7. Keep in mind how your salespeople are getting paid.
Working in sales is unlike pretty much any other job. There are plenty of analogies that describe their peculiar world (such as “eat what you kill” and “coin-operated”), but the main thing to remember is that you’re getting paid no matter what while they make most of their money when they actually sell something.
Commission-based sales creates commission-based thinking, so you need to remember how they’re viewing the world. Anything that complicates the sales cycle, slows it down, or shrinks the size of the deal is a negative, while anything that helps them quickly snag a purchase order or increases the size of the purchase is a huge win for them.
It’s also important that you don’t start comparing paychecks (or doing the math in your head). A good salesperson is going to make way more than you, but a bad salesperson will make less… and likely be looking for a new job a lot sooner than you. They take the risk, they get the reward…no one gets into product management for the money!
8. Play favorites and assemble your own team of sales standouts.
In a perfect world, you would have the time to win over every salesperson in the company and provide them with the extra training and support they need. But there’s only so many hours in the day, so your best bet is to focus on a few influential salespeople that have taken an interest in your product and your assistance.

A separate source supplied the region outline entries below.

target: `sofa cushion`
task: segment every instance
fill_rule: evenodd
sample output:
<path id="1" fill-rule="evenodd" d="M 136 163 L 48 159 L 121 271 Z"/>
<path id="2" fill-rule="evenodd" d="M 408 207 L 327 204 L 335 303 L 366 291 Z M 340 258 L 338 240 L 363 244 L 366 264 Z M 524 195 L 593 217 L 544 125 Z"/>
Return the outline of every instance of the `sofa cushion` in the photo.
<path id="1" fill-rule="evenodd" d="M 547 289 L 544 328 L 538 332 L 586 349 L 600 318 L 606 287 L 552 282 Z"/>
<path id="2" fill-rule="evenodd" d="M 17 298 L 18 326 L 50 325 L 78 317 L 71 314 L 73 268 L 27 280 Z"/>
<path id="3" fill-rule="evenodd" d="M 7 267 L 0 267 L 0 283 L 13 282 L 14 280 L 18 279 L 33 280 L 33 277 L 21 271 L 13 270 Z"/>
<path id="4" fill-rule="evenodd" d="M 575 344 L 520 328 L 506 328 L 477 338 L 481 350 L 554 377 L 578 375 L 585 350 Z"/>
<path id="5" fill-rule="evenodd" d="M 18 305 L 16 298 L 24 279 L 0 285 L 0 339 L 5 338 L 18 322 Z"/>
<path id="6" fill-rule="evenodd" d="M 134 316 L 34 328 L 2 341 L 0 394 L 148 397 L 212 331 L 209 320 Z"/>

“These are the salespeople whom others respect and query for advice, and these influential salespeople can be great champions for your product for obvious reasons,” says Jeff Lash of How to Be a Good Product Manager. “If they develop a passion for your product and if you have a productive relationship with them, those positive benefits will be passed on to others. Additionally, they can serve as a great source of information for you, as they will pass on what they are hearing about from other salespeople, as well as from customers, competitors, and the market in general.”
Once you’ve selected your personal sales all-star team, you can use them to test things out with soft launches before rolling out new products and messaging to the entire rank and file.

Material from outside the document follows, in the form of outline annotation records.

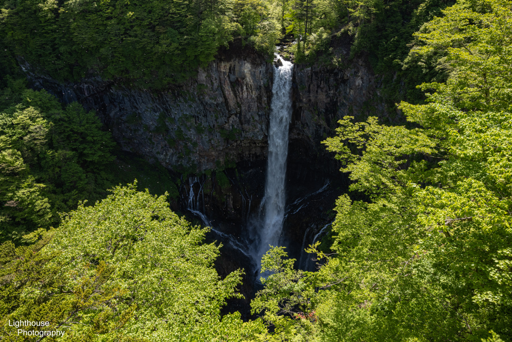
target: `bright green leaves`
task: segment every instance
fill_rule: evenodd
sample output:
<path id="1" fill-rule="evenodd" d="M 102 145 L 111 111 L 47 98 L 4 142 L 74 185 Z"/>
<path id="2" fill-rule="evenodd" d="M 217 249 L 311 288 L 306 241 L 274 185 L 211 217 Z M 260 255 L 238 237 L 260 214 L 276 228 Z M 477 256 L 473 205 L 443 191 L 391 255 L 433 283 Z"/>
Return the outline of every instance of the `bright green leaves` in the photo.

As Steve Johnson fro Under10 Consulting says,
“You can’t support a hundred salespeople but you can support a few. Go on sales calls, observe what works and what doesn’t, take notes on what the sales team and the clients are saying about the product and the problems it solves. Go for a meal after each call and chat with the sales people about what they’re seeing. Get it right, working with a small sales team, and when you’ve nailed it, you can roll it out to the entire sales team with sales tools and messaging that have been perfected.”
9. Be responsive.
Last, but certainly not least, if you want to maintain a good rapport with your sales team, you need to get back to them as quickly as possible. Unnecessary delays can squash a deal, whether it’s a potential client’s budget getting reallocated or a competitor swooping in with a sweeter offer.
If you want a good rapport with your sales team, get back to them as quickly as possible.Tweet This
“Respond to calls and emails from the sales force promptly. They will appreciate this,” says Eric Krock of Lifemate Solutions. It will maximize their ability to close business. It will encourage them to contact you with questions in the future instead of providing their own ‘best guess.’”
So go find a salesperson and conduct an impromptu win/loss review of their latest trip. Ask the VP of Sales if you can sit in on a pipeline review. Schedule a refresher webinar for the regional reps. It’s time to spend some quality time with your sales team.